The campaign to make the Keystone XL the test of Obama’s resolve on climate change.
On the day of his second Inauguration, in January, Barack Obama delivered an address of unabashed liberal ambition and promise. As recently as early April, before the realities of the world and the House of Representatives made themselves painfully evident, the President retained the confidence of a leader on the brink of enormous achievements. It seemed possible, even probable, that he would win modest gun-control legislation, an immigration-reform law, and the elusive grand bargain with Republicans to resolve the serial crises over the federal budget.
And he seemed determined to take on even the most complicated and ominous problem of all: climate change. The President, who had a mixed environmental record after his first term, vowed that he would commit his Administration to combatting global warming, saying that “failure to do so would betray our children and future generations.”

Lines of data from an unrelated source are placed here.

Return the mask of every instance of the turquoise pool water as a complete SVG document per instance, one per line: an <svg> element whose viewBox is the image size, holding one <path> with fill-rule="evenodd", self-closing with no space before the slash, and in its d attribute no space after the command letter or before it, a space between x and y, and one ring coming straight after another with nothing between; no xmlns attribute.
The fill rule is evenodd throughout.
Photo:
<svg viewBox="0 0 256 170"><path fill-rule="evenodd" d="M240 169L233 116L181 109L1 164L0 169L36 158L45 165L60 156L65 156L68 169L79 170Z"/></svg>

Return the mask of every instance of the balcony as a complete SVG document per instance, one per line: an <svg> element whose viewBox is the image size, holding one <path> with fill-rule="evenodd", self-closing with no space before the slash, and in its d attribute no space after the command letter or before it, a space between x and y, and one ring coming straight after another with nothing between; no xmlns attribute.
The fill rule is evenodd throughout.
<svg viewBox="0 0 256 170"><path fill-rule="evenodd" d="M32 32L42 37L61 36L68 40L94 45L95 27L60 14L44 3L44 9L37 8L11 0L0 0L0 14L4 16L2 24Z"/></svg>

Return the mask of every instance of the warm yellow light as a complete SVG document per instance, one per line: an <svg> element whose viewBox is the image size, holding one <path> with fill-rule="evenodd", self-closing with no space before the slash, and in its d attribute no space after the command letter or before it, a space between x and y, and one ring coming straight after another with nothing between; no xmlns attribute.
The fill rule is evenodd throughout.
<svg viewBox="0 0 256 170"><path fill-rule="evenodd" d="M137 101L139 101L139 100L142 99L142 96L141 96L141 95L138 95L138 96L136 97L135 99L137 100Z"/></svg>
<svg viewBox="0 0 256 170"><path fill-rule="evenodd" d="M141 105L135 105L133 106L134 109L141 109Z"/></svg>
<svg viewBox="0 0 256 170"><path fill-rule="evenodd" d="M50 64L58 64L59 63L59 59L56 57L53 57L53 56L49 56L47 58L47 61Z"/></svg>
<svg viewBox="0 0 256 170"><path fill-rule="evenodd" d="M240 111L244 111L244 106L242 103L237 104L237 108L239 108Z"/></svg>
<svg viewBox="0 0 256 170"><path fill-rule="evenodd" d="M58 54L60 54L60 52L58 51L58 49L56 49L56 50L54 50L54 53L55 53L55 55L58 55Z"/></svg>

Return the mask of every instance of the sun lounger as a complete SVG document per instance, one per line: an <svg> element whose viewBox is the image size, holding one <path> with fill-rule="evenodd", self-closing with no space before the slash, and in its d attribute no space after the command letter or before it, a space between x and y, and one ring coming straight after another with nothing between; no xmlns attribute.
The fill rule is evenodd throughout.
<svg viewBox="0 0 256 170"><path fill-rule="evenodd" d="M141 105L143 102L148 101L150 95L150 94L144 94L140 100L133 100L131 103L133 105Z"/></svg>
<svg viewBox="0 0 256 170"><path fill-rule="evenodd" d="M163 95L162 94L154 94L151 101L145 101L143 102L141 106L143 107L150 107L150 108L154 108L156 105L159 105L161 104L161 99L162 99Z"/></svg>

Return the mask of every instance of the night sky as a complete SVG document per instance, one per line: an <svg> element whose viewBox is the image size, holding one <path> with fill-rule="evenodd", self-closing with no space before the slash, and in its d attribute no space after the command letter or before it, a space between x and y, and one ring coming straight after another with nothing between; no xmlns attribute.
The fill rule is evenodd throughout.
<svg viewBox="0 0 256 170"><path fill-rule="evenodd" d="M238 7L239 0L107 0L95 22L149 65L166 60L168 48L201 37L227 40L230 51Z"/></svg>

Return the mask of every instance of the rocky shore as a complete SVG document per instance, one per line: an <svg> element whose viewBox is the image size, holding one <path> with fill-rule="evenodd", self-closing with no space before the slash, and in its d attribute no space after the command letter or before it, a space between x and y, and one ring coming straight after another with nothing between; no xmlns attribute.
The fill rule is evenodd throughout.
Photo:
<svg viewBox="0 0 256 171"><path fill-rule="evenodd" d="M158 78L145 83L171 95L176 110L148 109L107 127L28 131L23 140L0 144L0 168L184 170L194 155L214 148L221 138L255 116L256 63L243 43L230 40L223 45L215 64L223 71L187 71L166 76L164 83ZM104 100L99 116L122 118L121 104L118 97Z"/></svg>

The President flew to San Francisco on April 3rd for a series of fund-raisers. He stopped in first at a cocktail reception hosted by Tom Steyer, a fifty-six-year-old billionaire, former hedge-fund manager, and major donor to the Democratic Party. Steyer lives in the city’s Sea Cliff neighborhood, in a house overlooking the Golden Gate Bridge. As the President’s motorcade headed to the party, several hundred activists were assembling along the route to his second event—a dinner hosted by Ann and Gordon Getty, in Pacific Heights, on a street known as Billionaires’ Row.